Materials and Methods: In this study, paraffin blocks were studied from 60 patients with gastric adenocarcinoma (30 with metastasis at the time of diagnosis and 30 without evidence of metastasis) who underwent gastrectomy during 1387-97 in Imam Khomeini Hospital in Tehran. Samples were taken from paraffin blocks by punching method (including tumor and tumor margin for each sample) after the area was identified by the pathologist. RNA extraction was performed from tumor sections and tumor margins. B7-H4 mRNA expression was assessed by quantitative Real-time polymerase chain reaction (qRT-PCR).
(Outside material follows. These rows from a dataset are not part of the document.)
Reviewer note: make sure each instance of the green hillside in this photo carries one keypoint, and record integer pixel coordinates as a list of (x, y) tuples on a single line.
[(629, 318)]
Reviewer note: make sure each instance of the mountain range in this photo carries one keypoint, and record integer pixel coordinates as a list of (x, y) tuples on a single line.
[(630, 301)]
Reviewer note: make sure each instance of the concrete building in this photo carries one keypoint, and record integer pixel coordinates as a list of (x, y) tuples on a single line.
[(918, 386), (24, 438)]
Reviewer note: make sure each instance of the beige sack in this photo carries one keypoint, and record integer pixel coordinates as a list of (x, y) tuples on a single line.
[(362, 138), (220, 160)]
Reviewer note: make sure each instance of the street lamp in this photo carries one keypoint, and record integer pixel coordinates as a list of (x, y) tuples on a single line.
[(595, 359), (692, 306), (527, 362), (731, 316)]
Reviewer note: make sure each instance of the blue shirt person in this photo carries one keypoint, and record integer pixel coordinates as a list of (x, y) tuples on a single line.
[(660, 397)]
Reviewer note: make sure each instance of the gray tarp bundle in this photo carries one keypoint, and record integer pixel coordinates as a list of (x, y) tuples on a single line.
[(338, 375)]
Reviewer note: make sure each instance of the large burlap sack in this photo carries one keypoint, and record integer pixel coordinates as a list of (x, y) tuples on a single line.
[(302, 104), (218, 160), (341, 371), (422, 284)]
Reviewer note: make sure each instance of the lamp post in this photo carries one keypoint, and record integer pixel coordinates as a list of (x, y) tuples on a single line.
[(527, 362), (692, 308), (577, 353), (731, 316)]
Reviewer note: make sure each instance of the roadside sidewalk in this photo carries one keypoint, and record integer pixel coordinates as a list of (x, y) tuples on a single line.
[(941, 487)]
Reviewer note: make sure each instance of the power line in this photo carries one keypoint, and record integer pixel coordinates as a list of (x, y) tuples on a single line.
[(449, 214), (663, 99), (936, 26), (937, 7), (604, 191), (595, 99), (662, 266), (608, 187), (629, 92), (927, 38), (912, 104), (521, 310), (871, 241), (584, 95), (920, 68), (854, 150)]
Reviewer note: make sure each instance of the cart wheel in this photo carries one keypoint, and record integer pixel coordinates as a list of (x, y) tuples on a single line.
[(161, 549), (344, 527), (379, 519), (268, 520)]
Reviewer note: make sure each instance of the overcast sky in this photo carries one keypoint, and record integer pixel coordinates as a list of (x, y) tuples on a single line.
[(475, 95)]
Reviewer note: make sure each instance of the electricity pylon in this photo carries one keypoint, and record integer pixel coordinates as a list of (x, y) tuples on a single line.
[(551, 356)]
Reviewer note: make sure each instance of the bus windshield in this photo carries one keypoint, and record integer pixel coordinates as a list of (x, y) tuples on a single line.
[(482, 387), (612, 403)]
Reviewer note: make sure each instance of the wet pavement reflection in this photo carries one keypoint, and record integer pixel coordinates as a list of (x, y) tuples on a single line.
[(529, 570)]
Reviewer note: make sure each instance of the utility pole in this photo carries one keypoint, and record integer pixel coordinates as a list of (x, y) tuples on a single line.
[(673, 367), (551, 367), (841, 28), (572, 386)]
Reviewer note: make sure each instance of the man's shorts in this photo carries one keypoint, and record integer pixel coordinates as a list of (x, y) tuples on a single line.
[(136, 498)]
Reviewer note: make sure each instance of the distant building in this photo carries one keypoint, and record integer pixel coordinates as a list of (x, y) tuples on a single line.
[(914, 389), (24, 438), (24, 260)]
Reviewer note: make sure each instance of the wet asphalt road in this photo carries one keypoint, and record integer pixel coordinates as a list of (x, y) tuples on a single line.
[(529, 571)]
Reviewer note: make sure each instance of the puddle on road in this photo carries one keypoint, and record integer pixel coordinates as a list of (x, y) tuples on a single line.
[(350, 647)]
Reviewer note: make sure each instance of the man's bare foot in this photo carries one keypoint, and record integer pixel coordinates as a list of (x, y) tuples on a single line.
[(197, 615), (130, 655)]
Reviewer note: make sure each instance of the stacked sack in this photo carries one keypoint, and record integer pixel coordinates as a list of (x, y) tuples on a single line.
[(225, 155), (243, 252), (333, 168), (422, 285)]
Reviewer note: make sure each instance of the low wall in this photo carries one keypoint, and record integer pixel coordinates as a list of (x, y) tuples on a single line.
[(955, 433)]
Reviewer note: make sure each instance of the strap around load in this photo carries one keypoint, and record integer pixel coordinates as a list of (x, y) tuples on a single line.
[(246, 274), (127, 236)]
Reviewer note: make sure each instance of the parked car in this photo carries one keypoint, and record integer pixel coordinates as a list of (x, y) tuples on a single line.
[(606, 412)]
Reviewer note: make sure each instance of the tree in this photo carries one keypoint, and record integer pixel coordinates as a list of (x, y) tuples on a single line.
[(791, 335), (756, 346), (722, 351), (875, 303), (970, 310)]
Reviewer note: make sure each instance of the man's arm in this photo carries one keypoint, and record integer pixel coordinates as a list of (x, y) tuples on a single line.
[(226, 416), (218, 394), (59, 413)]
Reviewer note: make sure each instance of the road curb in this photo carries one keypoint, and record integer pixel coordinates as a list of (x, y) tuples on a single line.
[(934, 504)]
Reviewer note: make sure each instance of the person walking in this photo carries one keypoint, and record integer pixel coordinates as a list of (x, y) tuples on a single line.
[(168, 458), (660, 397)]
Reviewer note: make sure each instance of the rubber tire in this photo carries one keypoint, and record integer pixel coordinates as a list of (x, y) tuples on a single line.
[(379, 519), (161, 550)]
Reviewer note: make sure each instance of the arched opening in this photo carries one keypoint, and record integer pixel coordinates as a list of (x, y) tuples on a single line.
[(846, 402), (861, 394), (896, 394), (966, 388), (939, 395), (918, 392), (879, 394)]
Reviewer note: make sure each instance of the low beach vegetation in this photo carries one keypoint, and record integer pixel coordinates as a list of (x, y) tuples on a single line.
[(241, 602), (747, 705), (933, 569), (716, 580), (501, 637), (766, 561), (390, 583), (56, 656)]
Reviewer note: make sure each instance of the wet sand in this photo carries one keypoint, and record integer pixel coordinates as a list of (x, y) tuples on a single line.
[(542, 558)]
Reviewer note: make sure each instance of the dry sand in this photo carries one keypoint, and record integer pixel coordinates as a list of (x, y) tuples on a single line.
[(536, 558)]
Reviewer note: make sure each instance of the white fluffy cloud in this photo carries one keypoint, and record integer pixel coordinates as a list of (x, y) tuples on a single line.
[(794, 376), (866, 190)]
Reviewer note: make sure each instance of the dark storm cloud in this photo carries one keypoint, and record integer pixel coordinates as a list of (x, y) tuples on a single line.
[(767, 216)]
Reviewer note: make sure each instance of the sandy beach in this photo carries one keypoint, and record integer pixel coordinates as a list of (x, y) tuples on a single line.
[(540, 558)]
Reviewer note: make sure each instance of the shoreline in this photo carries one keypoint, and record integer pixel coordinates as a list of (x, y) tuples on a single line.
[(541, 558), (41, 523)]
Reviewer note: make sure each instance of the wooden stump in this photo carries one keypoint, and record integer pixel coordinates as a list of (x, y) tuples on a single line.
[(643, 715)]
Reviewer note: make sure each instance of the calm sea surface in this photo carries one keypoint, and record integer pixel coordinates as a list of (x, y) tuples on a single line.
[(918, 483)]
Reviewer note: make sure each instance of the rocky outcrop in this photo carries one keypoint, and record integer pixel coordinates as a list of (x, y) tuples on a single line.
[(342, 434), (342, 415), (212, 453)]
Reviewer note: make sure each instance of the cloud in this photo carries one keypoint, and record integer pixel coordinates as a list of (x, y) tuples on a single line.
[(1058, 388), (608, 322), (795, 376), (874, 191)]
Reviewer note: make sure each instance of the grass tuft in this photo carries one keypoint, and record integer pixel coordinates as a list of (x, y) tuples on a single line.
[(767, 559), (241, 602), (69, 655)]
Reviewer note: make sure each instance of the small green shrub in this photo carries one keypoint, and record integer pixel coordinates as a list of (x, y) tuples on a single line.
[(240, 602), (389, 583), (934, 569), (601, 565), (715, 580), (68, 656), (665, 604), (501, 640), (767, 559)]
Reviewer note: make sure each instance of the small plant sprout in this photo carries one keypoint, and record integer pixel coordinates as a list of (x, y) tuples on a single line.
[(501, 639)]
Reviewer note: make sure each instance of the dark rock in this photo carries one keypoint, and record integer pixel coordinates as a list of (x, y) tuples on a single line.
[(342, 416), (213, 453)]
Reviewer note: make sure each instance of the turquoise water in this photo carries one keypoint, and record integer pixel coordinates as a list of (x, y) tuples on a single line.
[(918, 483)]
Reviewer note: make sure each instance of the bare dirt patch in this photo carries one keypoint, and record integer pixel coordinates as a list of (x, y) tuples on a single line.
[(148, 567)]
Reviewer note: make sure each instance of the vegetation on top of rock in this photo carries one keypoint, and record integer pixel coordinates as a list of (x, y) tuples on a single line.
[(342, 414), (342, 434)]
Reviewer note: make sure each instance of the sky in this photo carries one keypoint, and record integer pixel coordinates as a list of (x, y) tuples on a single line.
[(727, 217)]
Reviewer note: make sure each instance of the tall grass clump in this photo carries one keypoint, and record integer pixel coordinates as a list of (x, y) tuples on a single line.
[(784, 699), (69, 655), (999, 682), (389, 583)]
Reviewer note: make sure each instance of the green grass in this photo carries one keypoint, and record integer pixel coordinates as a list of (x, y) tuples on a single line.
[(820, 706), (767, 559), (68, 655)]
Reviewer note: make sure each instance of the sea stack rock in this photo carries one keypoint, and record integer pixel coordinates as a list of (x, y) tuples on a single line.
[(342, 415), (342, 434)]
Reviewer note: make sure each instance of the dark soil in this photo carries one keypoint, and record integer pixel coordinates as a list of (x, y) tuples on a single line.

Results: Increased expression of B7-H4 mRNA was observed in 81.5% of tumor tissues. There was a significant difference in B7-H4 mRNA expression in tumor tissues of cases with metastasis (p <0.001) and without metastasis (p <0.003) compared to tumor margin. However, comparison of B7-H4 mRNA expression between tumor tissues of metastatic and non-metastatic individuals did not show a significant difference (p = 0.732). Analyzes did not show a significant relationship between B7-H4 mRNA expression and clinical and histopathological variables.
Conclusion: Our findings indicate the possible role of B7-H4 as a potential diagnostic biomarker in patients with gastric cancer. Although more research is needed in this area.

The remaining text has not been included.